Я представился и тихо, прикрывая трубку рукой, попросил:
— Ромас, приезжай и забери своего сына. Он весь в крови, ободран. Он еще раз переспросил, кто говорит, и что, как вы думаете, он
мне ответил? Что в таких случаях может ответить отец? Ни за что не отгадаете!
— Это политическая провокация! — Точка, потом — ту–у, ту–у, ту–у… Этому можно верить, можно не верить, можно даже над этим посмеяться, но это беда, большая беда, над которой смеяться не полагается. Ее надо как–то общими усилиями лечить. Но беда не ходит одна, особенно когда к ней привыкают и не обращают на нее внимания. Беде нужна компания, она так размножается. И вот в новогоднюю ночь этому непутевому мальчишке не хватило «шнапса», он занялся его поисками у таких же лоботрясов.

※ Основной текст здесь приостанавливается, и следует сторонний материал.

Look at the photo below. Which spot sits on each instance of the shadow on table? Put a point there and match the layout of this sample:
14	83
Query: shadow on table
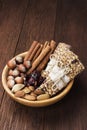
70	108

Он бродил между садовыми домиками, пока не нарвался на злобных людей. Те его избили и выбросили вон. Покинутый дружками, он всю ночь провалялся в снегу. Общее охлаждение тела перешло критическую черту, поэтому никакая медицина спасти его не могла… Известие нас потрясло. И вдруг читаем в газете разглагольствования Озоласа о том, что это–де политическое убийство по заказу Чепайтиса, месть отцу.